O art. 3º, II, da Constituição e a tributação das exportações

            Velocino Pacheco Filho
          O art. 3º, II, da Constituição Federal dispõe que constitui um dos objetivos fundamentais da República Federativa do Brasil, garantir o desenvolvimento nacional.

          Por outro lado, o art. 155, § 2º, X, “a”, redação dada pela Emenda Constitucional 42/2003, determina que o ICMS não incidirá “sobre operações que destinem mercadorias para o exterior, nem sobre serviços prestados a destinatários no exterior, assegurada a manutenção e o aproveitamento do montante do imposto cobrado nas operações e prestações anteriores”.
         
          A redação original do dispositivo era que o imposto não incidiria “sobre operações que destinem ao exterior produtos industrializados, excluídos os semi-elaborados definidos em lei complementar”. A definição de semi-elaborado, para fins de incidência do ICMS, foi dada pela Lei Complementar 65/1991.

          A Constituição de 88 permitia aos Estados tributar os produtos primários e os semi-elaborados (baixo nível de industrialização). Percebe-se a intenção do constituinte de favorecer a agregação de valor no País e a geração de emprego. Já a EC 42/2003 garante a agregação de valor e a geração de emprego no país importador.

          Devemos agora indagar: em que medida a nova redação do dispositivo, conforme a EC 42/2003, contribui para o cumprimento do objetivo fundamental de “garantir o desenvolvimento nacional”?

          Costuma-se distinguir entre “crescimento” e “desenvolvimento”. Assim, podemos dizer que há crescimento quando a capacidade produtiva da economia aumenta. Pode ser medido pela taxa anual de crescimento do Produto Interno Bruto (PIB). Mas, para termos “desenvolvimento”, seria necessário somar ao crescimento, a melhoria da qualidade de vida. O desenvolvimento então não é somente o crescimento econômico, mas o crescimento harmônico econômico, social, cultural e político.

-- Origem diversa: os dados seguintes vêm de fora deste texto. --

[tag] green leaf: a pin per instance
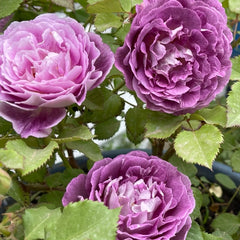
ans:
(9, 6)
(223, 235)
(227, 222)
(233, 106)
(186, 168)
(216, 115)
(104, 21)
(53, 197)
(106, 129)
(32, 158)
(62, 178)
(162, 125)
(234, 6)
(235, 161)
(88, 148)
(198, 203)
(105, 6)
(135, 124)
(37, 219)
(85, 220)
(5, 126)
(126, 5)
(225, 181)
(104, 106)
(17, 193)
(71, 133)
(64, 3)
(235, 74)
(5, 182)
(194, 232)
(200, 146)
(11, 159)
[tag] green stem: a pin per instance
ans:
(232, 198)
(157, 147)
(4, 231)
(63, 157)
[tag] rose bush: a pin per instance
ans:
(156, 199)
(45, 65)
(176, 56)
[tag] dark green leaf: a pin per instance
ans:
(227, 222)
(135, 124)
(8, 6)
(200, 146)
(161, 125)
(106, 129)
(85, 220)
(225, 181)
(37, 219)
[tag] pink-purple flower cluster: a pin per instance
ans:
(176, 56)
(47, 64)
(155, 198)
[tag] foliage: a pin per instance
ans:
(202, 137)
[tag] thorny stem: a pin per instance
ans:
(232, 198)
(169, 153)
(63, 157)
(236, 26)
(157, 146)
(71, 158)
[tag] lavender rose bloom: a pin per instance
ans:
(156, 199)
(47, 64)
(176, 56)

          O desenvolvimento é medido, não apenas pelo crescimento do PIB, mas pelo índice de Desenvolvimento Humano (IDH), composto por três parâmetros: (i) expectativa de vida, (ii) nível médio de educação e (iii) PIB per capita. Esse índice vem sendo utilizado pelo Programa das Nações Unidas para o Desenvolvimento (PNUD) na avaliação dos diversos países.

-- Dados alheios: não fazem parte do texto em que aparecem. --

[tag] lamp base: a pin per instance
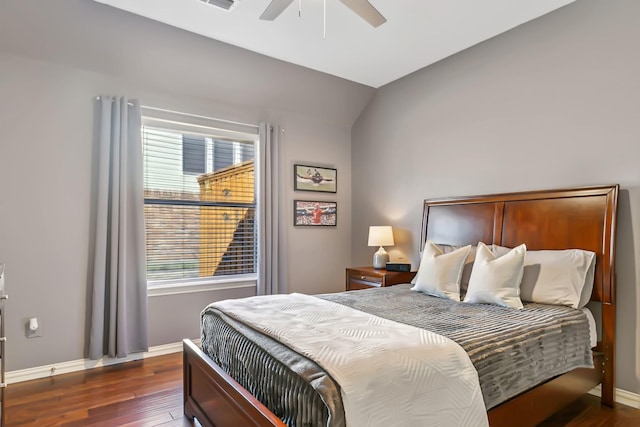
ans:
(380, 259)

          Só para refletir: segundo dados de 2012, divulgados em 2013, o IDH do Brasil é de 0,73, enquanto o do Chile é de 0,819, o da Argentina é de 0,811, o do Uruguai é de 0,792 e o do Peru é de 0,741. Ou seja, independentemente do desempeno da economia, na “Copa do Desenvolvimento”, nós estamos na Série B.

          Fala-se ainda em “desenvolvimento sustentável”, o que significa a satisfação das necessidades da geração atual, mas sem comprometer a satisfação das necessidades das gerações futuras. Isso implica a utilização preservacionista (ou não predatória) dos recursos do planeta.

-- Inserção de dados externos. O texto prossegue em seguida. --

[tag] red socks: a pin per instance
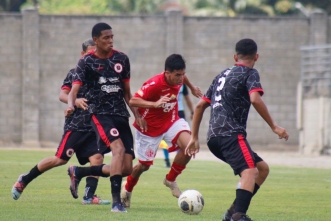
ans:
(175, 170)
(131, 182)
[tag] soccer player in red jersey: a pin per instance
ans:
(230, 96)
(158, 105)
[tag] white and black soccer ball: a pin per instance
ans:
(191, 202)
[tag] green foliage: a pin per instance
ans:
(189, 7)
(289, 194)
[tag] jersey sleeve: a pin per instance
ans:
(185, 91)
(147, 91)
(253, 82)
(126, 72)
(78, 76)
(66, 85)
(208, 95)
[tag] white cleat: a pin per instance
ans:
(173, 187)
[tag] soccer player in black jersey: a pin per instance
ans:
(106, 72)
(230, 96)
(78, 138)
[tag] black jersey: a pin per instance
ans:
(104, 79)
(80, 120)
(228, 96)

          A desoneração tributária dos produtos primários representa um desestímulo à agregação de valor no País e, via de conseqüência, a não geração de emprego e renda. Sem aumento de renda, não há desenvolvimento do mercado interno. No que se refere ao comércio internacional, a ênfase na exportação de produtos primários leva a uma relação de troca desfavorável, considerando a elasticidade-renda dos produtos primários em comparação com os manufaturados.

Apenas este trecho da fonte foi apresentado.